Some Android phones possible to be wiped by a link

Discussion in 'User Submitted News' started by air2004, Sep 25, 2012.

Sep 25, 2012
  1. air2004
    OP

    Member air2004 Air

    Joined:
    Oct 24, 2008
    Messages:
    1,517
    Location:
    Anytown
    Country:
    United States
    A full list of phones is presently being generated but it appears as though most things with Galaxy in the name need to be careful. The exploit itself appears to be quite simple and the result of a mismatch between different security systems (web browser being able to interact with the far reaching USSD codes system) rather than a more elaborate hack although it is still just as potent to that capable of being hit by it.
    It is still very early days so there will be more information coming out over the coming hours and days.

    Staff edit-
    Suffice it to say any sharing of potentially damaging urls will be dealt with severely.

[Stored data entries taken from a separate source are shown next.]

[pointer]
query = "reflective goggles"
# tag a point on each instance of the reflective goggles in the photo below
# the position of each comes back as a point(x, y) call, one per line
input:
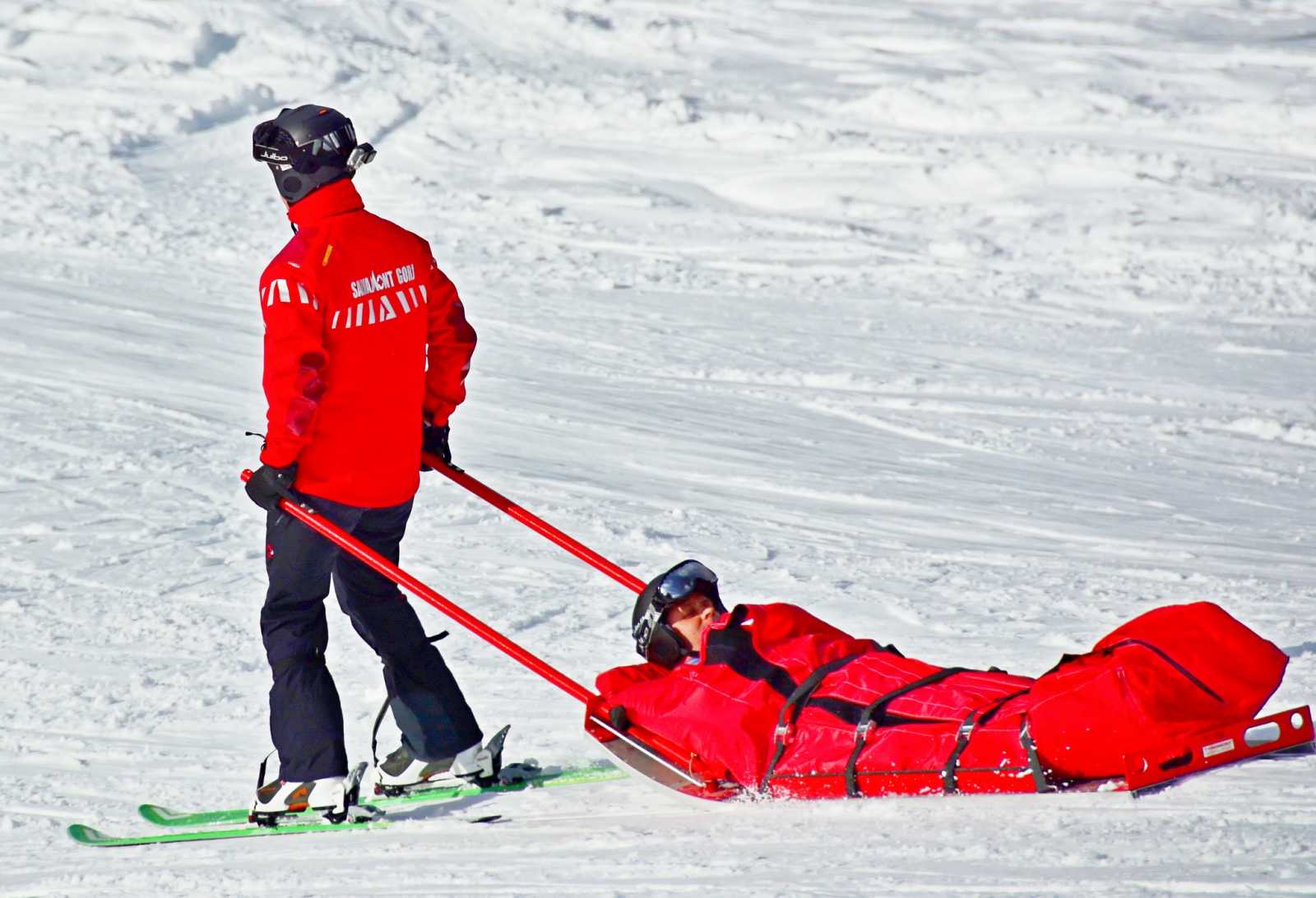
point(274, 145)
point(683, 581)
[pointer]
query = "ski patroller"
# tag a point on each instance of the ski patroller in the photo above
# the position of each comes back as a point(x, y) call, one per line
point(679, 769)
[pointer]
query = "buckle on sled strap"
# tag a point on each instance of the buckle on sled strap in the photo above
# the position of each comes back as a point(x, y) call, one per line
point(879, 709)
point(948, 773)
point(966, 731)
point(794, 705)
point(1035, 762)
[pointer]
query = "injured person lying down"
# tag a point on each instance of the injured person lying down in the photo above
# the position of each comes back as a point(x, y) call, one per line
point(776, 697)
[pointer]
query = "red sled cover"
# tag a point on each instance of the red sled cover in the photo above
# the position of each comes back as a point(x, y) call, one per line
point(790, 706)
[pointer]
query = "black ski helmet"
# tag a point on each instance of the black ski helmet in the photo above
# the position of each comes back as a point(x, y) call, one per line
point(308, 148)
point(656, 640)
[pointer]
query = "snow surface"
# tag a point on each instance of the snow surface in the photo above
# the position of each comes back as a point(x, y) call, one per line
point(973, 326)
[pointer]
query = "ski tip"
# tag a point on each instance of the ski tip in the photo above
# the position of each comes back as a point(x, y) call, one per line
point(157, 814)
point(86, 835)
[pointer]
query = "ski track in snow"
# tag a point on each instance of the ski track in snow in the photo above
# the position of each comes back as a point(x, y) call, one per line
point(978, 328)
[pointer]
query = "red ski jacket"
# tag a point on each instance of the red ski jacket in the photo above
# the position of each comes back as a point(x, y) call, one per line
point(364, 335)
point(790, 705)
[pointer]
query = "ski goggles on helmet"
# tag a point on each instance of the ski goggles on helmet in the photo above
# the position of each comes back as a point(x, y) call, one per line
point(274, 145)
point(656, 640)
point(683, 581)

If you are curious the source below links to a test page that will see your IMEI number displayed if you are vulnerable, you can visit the test site at http://dylanreeve.com/phone.php


    techcrunch.com source
     


  2. emigre

    Member emigre Has complex motives

    Joined:
    Jan 28, 2009
    Messages:
    7,918
    Location:
    London
    Country:
    United Kingdom
    What an original title.
     
    2 people like this.
  3. Zetta_x

    Member Zetta_x The Insane Statistician

    Joined:
    Mar 4, 2010
    Messages:
    1,844
    Country:
    United States
    Would you mind explaining a bit?
     
  4. Fear Zoa

    Member Fear Zoa This... This is the world we live in

    Joined:
    Jun 18, 2009
    Messages:
    1,437
    Location:
    Maryland
    Country:
    United States
    Sucks for samsung touchwiz users.
    Thread title shouldn't be a link and if your going to post news you actually have to summarize the article and say somethight about it.
     
  5. Hop2089

    Member Hop2089 Cute>Hot

    Joined:
    Jan 31, 2008
    Messages:
    3,810
    Country:
    United States
    That needs to be fixed soon and although I read the article explain the link induced wipe issue in simple detail.
     
  6. chris888222

    Member chris888222 GBAtemp's Flygon Fan

    Joined:
    Oct 11, 2010
    Messages:
    5,532
    Country:
    Singapore
    He is talking about this:

    http://m.techcrunch.com/2012/09/25/got-touchwiz-some-samsung-smartphones-can-be-totally-wiped-by-clicking-a-link/?icid=tc_home_art&

     
    1 person likes this.
  7. SifJar

    Member SifJar Not a pirate

    Joined:
    Apr 4, 2009
    Messages:
    6,022
    Country:
    United Kingdom
    Fairly poor OP. Anyway, this thread is about a recently publicised "exploit" in Samsung phones using the TouchWiz interface. There is a flaw in the browser of such devices which means that a malicious individual can easily craft a website that will dial any USSD code automatically (these are special codes you enter into your phone, usually followed by a #; one example is *#06# which will display your phone's IMEI code). The code in question here is a factory reset code, which will completely wipe your device.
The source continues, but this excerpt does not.